Natürlich wirst du verlieren. Immer gerade dann, wenn du denkst alles ist gut. Deshalb darfst du nie vergessen, dass alles gut WIRD. Weil es anscheinend niemals gut sein kann. Gib nicht auf. Versuch es. Egal ob es am Ende nur in Schutt und Asche liegen wird - versuch für etwas zu kämpfen.

 

 

Liebes Leben.

Ich hasse dich. Du bist nicht fair. Und du bist nicht gut. Und am liebsten würde ich dich in Schutt und Asche sehen. Es sind zu viele Prüfungen. Und zu viele Kämpfe. Und ich bin so schrecklich müde. Und manchmal schlage ich morgens die Augen auf und frage mich, wann es denn endlich vorbei ist.

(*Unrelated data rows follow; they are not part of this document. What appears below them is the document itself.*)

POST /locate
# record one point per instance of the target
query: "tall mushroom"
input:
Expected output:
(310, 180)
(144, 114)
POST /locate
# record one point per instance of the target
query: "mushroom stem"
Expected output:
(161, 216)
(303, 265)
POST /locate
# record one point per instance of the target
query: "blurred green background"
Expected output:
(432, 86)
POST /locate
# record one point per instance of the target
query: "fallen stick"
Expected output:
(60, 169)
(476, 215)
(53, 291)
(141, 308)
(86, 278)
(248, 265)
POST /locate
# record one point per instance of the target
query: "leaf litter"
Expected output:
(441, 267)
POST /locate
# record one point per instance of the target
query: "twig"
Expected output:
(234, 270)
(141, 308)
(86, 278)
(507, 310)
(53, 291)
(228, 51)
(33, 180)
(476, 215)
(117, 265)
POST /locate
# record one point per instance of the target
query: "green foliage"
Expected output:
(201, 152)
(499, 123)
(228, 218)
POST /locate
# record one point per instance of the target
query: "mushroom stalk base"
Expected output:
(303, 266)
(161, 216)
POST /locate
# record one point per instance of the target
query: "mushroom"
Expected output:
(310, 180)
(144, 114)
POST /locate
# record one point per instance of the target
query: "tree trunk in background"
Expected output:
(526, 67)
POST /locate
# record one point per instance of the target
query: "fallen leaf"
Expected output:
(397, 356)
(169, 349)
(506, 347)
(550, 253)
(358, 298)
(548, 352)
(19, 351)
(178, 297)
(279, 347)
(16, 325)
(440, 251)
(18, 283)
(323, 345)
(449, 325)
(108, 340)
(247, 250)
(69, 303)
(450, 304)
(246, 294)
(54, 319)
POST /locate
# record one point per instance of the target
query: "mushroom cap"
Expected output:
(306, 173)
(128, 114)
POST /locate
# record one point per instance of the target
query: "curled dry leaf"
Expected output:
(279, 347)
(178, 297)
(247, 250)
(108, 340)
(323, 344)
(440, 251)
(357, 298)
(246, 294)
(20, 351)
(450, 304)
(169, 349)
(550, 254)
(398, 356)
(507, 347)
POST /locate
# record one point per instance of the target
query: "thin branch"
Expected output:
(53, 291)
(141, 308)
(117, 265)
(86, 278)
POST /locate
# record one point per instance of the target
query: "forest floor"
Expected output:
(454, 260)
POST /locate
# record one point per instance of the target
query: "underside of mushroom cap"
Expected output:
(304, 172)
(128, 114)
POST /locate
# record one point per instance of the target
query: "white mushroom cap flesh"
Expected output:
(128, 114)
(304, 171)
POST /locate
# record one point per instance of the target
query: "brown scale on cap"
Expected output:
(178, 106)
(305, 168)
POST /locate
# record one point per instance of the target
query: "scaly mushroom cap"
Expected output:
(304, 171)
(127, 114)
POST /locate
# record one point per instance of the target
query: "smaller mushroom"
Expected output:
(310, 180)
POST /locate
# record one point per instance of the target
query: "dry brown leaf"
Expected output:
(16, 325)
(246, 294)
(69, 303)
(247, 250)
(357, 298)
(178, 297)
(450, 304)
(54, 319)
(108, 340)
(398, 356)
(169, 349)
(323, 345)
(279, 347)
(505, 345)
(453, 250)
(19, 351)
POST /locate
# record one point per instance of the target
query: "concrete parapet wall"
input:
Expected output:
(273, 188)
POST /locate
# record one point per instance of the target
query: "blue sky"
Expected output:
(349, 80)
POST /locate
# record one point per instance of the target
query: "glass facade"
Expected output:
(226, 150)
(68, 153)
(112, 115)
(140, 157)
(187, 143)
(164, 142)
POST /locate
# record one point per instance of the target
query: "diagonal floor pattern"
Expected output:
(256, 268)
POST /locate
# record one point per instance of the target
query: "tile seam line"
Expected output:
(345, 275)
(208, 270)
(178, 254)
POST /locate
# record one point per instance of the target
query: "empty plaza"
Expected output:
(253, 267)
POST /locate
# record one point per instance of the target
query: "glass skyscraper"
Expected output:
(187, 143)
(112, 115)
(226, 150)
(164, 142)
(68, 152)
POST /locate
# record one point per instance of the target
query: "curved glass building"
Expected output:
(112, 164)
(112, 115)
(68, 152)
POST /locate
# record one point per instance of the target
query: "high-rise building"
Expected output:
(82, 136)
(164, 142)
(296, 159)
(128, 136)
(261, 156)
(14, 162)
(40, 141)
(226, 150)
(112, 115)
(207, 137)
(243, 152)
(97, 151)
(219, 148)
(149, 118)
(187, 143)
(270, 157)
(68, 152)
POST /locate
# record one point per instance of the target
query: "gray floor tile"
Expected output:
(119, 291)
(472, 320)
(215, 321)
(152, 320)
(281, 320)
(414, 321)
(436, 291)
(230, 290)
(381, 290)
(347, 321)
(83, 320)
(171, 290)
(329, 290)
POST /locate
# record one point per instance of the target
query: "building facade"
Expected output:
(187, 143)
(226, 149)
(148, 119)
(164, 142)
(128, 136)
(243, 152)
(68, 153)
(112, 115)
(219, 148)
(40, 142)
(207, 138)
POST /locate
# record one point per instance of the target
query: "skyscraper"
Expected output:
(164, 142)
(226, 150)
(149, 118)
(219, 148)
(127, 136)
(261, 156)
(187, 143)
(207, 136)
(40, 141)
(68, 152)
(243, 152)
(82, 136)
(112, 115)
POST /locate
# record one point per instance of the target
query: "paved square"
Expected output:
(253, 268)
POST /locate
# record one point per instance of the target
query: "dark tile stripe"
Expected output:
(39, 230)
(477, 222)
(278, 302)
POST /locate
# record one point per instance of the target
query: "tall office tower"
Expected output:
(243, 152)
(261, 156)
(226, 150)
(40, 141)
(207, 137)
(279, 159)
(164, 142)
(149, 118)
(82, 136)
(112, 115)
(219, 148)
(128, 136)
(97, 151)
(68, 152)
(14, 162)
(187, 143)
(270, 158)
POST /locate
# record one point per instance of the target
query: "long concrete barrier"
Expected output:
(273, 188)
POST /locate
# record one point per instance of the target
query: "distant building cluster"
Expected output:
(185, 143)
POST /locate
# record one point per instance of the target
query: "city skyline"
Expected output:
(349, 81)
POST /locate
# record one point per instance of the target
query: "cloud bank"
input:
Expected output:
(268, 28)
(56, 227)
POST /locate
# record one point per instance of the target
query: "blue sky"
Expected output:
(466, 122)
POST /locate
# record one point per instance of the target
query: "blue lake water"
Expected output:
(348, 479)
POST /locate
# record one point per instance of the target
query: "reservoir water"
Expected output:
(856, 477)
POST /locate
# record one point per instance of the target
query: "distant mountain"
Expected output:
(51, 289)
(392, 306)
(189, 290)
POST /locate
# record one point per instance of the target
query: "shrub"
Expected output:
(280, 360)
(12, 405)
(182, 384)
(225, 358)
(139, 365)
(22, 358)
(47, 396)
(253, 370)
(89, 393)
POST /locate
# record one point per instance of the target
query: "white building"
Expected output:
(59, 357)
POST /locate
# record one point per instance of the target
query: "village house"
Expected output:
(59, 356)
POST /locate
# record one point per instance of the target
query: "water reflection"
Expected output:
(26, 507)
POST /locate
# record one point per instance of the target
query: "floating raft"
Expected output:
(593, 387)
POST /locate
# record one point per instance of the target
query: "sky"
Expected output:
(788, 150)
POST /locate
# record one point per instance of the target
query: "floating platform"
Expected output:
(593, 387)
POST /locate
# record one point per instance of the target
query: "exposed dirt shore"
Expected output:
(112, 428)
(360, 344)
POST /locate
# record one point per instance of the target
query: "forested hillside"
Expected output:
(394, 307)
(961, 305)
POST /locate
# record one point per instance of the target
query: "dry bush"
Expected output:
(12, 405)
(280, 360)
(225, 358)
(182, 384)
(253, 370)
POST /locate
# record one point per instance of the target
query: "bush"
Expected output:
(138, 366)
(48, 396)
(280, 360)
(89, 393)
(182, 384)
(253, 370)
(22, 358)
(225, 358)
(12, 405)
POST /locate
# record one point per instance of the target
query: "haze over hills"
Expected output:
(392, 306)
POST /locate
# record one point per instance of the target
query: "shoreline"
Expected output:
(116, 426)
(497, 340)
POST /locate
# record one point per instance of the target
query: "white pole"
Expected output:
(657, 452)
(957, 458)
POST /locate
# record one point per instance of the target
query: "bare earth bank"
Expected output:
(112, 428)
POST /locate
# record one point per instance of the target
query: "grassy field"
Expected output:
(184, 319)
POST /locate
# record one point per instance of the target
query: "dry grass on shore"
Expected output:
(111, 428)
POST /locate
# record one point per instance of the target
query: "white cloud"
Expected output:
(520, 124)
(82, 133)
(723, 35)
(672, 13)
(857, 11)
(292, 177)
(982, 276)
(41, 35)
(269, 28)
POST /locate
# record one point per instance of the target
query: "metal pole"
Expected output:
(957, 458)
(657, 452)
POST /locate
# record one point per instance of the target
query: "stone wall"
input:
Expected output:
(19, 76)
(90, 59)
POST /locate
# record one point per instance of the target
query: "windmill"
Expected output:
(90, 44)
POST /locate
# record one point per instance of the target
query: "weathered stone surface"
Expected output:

Aber ich kämpfe. Ich werde mehr hinterlassen als Schutt und Asche. Und irgendwo auf dieser Welt gibt es etwas, wofür es sich zu kämpfen lohnt. Ich werde der Welt den Glauben hinterlassen, dass alles wieder gut wird. Weil es das einzige ist, wofür ich noch kämpfen kann. Der Gedanke, dass alles gut wird. Irgendwann. Und irgendwie. Dass all die Menschen, die es verdient haben, ihre gerechte Strafe bekommen. Dass man Krankheiten besiegen kann, dass Liebeskummer heilen kann. Ich möchte an so vieles glauben. Und ich möchte daran glauben, dass mein Leben nicht in Schutt und Asche liegt. Dass ich etwas geschaffen habe. Irgendwas. Dass die Sorgen von gestern nicht mehr die Wolken von heute sind. Ich möchte daran glauben, dass es weitergeht. Dass alles gut wird. Dass der Kampf irgendwann vorbei ist. Dass es irgendwann auch ohne Kampf geht. Dass es irgendwann schon werden wird. Dass ich irgendwann die Augen aufschlage und das Leben nicht mehr hasse.

 

 

 

 

Wo fängt der Himmel an? Kann man ihn noch sehen, hinter diesem riesigen Berg von Schutt und Asche?

Applaus, Applaus

 

 

Wenn man die Augen zumacht

klingt der Regen wie Applaus.

 

Positives Denken kann ja bekanntlich Berge versetzen. Das ist schön - so fern man weiß, wo die Berge hin sollen. Nicht immer schafft es unsere Alles-wird-gut-Attitüde und unser Die-Hoffnung-stirbt-zuletzt-Glaube uns unverwundet durch den Tag zu geleiten. Manchmal ist positives Denken der ekelhafte Würgreiz in unserem Hals, den wir einfach unterdrücken müssen, um nicht alles auszukotzen woran wir glauben.

 

Und doch versuchen wir es. Wir versuchen das Beste daraus zu machen, das Gute darin zu sehen. Wir versuchen die Hoffnung zuletzt sterben zu lassen - einfach nur weil wir es müssen. Wir klammern uns an jeden Strohhalm und an jeden kleinen Hoffnungsschimmer, den wir finden. Weil der Glaube daran, dass alles gut wird das ist, was uns weitermachen lässt. Wir nehmen Rückschläge in Kauf, zerbrechen und fallen - weil wir insgeheim immer wissen, dass es irgendwie weitergehen wird. Weil es weitergehen muss. Weil Probleme oftmals nur Lösungen in Arbeitskleidung sind.

 

Es ist schon seltsam, das Leben.

Manchmal ist man so verzweifelt, dass man nicht mehr weiter weiß. Dass einem nichts mehr helfen kann, weil alles verloren scheint. Und im nächsten Moment schafft man es irgendwie daran zu glauben, dass alles wieder gut wird. Weil alles gut werden muss. Weil der Regen wie Applaus klingt, wenn man die Augen zumacht.

 

Wir versuchen es. Wir versuchen zu leben. Weiterzumachen. Wir versuchen das Beste daraus zu machen und das Gute darin zu sehen. Zumindest meistens. Und in der restlichen Zeit? Wir könnten die Augen zumachen, dann klingt der Regen wie Applaus.